As I mentioned above, naively using commits with their messages for instruction-tuning seems like a very noisy way to create dataset, though it avoid some problems with licensing. But at least filtering commits in a stricter way should be helpful. For example, in [Textbooks Are All You Need](https://arxiv.org/pdf/2306.11644.pdf) they train a random forest based on the annotations provided by GPT-4 (which perhaps can be replaced by manual labeling) and then select data with high educational value using this random forest. Just this step alone increases pass@1 on HumanEval for 1.3B parameter model from $17\%$ to $29\%$ (note that `Refact-1.6B` gets $18\%$ according to the authors, so by simply using higher-quality data, even without instruction-tuning, they could have almost doubled this result). 

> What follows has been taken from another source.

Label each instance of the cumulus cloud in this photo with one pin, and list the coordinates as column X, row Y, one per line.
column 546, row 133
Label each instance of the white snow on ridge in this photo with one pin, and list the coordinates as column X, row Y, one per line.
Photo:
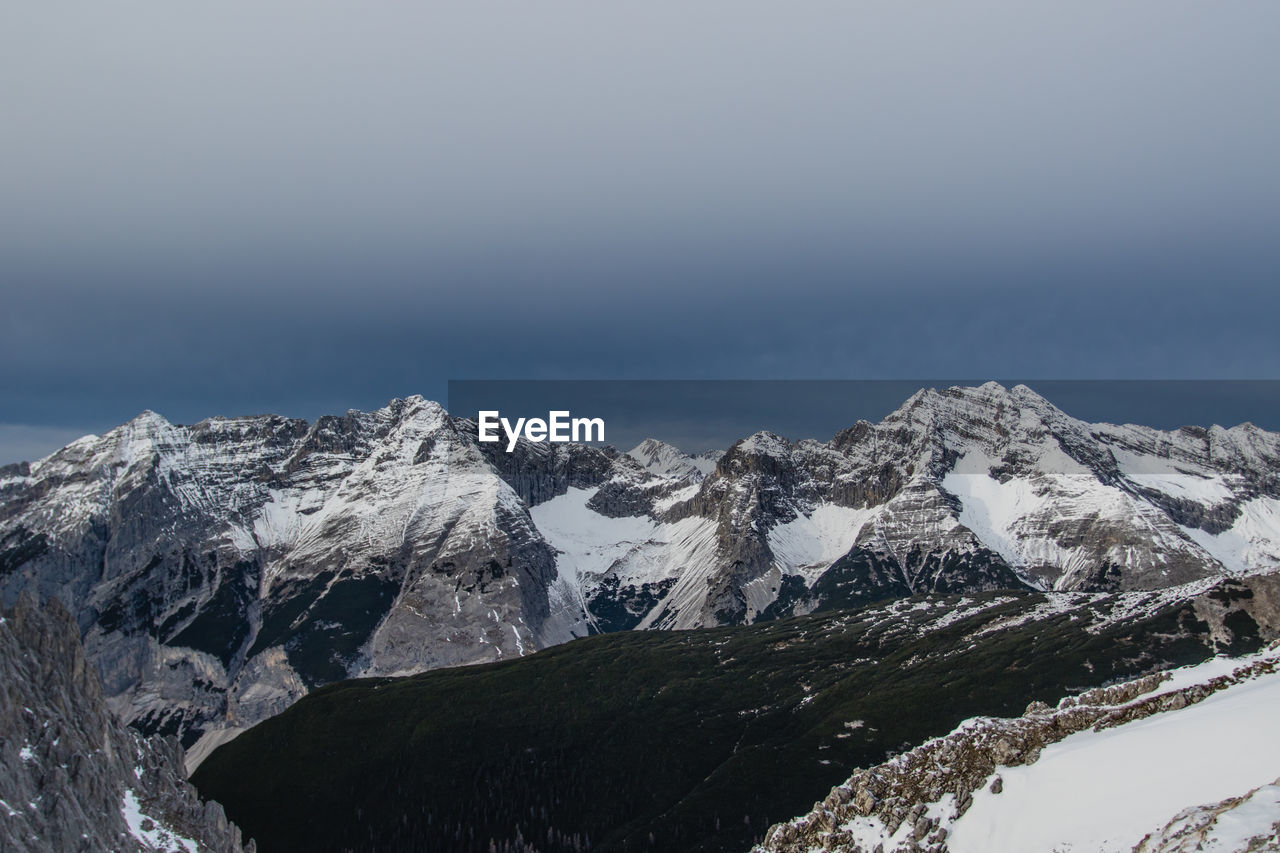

And when open-source models are or will become good enough, extracting synthethic synthethic exercises from them (where instruction completely describes what needs to be done) will be another huge boost for models with permissive licenses, again as shows in Textbooks Are All You Need ($29\% \to 51\%$ for the same 1.3B parameter model).